A local historian describes the rise of industrial agriculture

It may be popular to denounce factory farming or watch PETA torture porn on YouTube, but very few people actually bother to learn much about the arcane policies and practices which really control the American food supply. Let's face it: Slogging through the morass of regulations and programs administered by the USDA is enough to glaze the eyes of even the wonkiest aspiring locavore. In A Revolution Down on the Farm: The Transformation of American Agriculture Since 1929, Vanderbilt emeritus professor Paul Conkin offers some help, guiding readers through the birth and development of the American agricultural bureaucracy and examining the culture, science and economics of U.S. food production.

Conkin is in a unique position to understand his topic. He was born in 1929 on a small farm in East Tennessee, which he still owns today. Members of his family remained in farming while he went on to a distinguished career as a historian. In A Revolution Down on the Farm, he brings his first-hand experience together with meticulous research to explain how the evolution of policy and technology has affected farming and ultimately shaped our eating lives.

Conkin devotes a sizable portion of the book to his own memories of farm life, which give a human face to the sweeping economic changes he documents in his research. He describes his Depression-era childhood in fascinating detail, down to the size of the wood for the cook stove, but he also provides a glimpse of the harshness of a rural upbringing. Recalling the annual hog slaughter, he writes, "In my home, my sister and I cried when we heard the shots, and my father could not bring himself to do the shooting." He makes a point of debunking some treasured myths of old-style farming, particularly the notion that the work was unbearably arduous. Although there were times of intense labor, such as during harvest, Conkin describes the usual pace of work as "leisurely" and the quantity as "significantly less that a 40-hour workweek in a factory."

The meat of the book, so to speak, is the saga of federal involvement in agriculture. Conkin argues that government intervention has long been a necessary component of U.S. agricultural success. He traces Washington's efforts from the Civil War onward to promote research, stabilize prices and deal with chronic production surpluses. This narrative of policy-making is bone-dry reading, but it provides an important context for his other area of discussion: the remarkable technological innovations of the past 80 years. He makes it clear that government, science and the marketplace have all shaped American food production, for better and worse.

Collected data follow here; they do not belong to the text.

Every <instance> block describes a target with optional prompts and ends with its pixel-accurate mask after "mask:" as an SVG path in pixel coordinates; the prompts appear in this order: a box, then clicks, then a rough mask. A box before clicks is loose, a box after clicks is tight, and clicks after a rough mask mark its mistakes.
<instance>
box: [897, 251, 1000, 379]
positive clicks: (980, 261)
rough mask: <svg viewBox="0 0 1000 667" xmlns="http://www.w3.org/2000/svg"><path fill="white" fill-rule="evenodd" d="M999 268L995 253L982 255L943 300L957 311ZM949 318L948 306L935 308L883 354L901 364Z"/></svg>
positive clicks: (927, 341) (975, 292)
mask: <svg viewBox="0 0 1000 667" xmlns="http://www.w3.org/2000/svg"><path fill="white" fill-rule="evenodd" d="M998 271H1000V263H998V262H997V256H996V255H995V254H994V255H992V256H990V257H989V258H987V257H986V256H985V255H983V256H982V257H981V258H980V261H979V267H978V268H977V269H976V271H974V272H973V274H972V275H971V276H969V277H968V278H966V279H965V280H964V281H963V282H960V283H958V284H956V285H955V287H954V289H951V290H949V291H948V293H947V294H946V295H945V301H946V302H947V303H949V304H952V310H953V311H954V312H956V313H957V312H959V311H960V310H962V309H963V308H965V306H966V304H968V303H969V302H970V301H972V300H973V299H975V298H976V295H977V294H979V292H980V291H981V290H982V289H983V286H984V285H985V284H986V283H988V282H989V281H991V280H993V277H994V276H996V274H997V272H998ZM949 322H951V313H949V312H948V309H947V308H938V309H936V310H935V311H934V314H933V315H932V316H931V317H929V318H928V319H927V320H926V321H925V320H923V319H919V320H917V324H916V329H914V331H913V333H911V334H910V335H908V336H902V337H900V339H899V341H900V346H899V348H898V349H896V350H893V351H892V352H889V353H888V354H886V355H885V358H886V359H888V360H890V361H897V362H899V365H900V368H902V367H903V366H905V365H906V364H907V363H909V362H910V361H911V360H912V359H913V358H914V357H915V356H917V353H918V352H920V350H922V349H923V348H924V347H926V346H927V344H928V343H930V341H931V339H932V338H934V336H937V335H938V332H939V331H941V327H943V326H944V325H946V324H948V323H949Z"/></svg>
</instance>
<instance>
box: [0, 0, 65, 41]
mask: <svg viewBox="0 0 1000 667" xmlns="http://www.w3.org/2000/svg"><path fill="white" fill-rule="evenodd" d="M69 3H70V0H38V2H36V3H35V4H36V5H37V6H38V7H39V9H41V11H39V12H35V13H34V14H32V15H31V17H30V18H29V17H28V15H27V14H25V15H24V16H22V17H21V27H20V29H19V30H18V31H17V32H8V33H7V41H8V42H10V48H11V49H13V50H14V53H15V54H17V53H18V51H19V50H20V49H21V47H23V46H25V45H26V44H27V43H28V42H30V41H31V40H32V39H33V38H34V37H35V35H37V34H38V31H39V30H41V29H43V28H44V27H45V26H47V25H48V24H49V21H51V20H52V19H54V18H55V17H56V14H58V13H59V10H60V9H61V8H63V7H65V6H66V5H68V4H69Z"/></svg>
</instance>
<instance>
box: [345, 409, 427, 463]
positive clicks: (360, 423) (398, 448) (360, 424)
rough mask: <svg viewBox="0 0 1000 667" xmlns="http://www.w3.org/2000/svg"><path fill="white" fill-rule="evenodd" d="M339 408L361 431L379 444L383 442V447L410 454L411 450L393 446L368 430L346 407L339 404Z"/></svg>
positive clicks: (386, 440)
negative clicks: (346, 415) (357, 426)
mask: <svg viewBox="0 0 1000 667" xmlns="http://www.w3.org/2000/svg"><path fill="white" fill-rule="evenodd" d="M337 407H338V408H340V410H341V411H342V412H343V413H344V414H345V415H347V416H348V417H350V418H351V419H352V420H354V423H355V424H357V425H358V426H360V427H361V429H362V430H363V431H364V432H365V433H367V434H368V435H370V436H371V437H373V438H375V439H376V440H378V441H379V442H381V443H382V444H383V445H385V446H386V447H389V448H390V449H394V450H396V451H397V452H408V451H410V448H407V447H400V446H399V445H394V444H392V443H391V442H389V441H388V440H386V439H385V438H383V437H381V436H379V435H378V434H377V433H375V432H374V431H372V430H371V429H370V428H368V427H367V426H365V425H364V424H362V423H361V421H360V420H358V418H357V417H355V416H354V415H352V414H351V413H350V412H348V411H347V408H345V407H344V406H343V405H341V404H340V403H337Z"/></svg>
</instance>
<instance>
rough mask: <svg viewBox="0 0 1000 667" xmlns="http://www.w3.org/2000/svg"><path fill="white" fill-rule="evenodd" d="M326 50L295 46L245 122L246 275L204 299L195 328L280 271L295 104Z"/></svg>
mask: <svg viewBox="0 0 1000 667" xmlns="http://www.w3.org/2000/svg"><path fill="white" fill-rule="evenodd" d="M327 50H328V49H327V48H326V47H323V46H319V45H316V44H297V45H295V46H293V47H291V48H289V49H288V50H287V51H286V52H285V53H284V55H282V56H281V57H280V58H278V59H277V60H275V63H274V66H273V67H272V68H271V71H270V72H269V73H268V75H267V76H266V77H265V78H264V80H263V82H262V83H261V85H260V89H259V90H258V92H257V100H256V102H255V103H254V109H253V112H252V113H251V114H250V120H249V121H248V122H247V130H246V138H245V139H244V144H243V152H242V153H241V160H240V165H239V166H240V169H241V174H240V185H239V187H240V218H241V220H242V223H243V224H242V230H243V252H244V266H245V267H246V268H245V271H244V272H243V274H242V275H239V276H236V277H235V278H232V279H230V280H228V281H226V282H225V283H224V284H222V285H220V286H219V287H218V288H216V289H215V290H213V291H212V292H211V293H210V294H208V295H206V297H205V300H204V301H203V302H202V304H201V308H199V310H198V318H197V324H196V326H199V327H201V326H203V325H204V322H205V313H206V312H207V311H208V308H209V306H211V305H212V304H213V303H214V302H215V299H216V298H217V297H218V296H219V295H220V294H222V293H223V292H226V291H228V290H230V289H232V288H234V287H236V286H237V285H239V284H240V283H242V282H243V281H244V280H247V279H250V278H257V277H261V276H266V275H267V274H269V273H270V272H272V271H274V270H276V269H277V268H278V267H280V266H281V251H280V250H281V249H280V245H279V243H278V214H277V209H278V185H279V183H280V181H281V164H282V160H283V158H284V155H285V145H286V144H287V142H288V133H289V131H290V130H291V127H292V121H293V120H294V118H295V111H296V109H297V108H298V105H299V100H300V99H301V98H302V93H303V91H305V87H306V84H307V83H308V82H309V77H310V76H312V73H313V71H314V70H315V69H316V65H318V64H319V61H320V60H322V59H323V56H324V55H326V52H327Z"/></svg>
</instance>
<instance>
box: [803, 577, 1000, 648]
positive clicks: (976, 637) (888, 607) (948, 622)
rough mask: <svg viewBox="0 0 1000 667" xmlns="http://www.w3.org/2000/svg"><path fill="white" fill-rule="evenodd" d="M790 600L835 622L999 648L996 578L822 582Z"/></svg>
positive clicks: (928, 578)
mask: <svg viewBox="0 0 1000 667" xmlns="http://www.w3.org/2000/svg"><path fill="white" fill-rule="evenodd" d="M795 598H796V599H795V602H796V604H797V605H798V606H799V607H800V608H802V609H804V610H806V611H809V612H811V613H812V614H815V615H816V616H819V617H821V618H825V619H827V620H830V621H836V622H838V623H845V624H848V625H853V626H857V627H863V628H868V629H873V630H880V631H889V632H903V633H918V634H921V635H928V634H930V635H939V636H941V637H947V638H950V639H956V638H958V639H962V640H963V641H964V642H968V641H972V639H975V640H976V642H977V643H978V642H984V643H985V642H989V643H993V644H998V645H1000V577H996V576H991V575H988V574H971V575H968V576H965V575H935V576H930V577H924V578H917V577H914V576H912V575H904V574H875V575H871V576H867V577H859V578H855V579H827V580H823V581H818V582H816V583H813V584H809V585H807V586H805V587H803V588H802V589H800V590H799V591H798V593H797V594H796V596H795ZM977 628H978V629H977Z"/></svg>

Conkin doesn't dismiss the problems with factory farming. On the contrary, he advocates for more environmentally friendly practices, humane treatment of livestock—"no more drugged and cheap chickens"—and better conditions for farm workers. He points out, however, that those improvements will come at a price for American consumers, who enjoy the cheapest supply of food in the world—thanks to the style of agriculture many of them are so quick to condemn.

At the core of A Revolution Down on the Farm is Conkin's impatience with that fashionable dismissal in a hungry world. While farming's worst abuses need reform, the agriculture of the future, he writes, "must be efficient, which in most cases will require that farming remain mechanized, scientifically informed, and chemically supported. Only such an agriculture will be able to feed 9 billion people by 2050."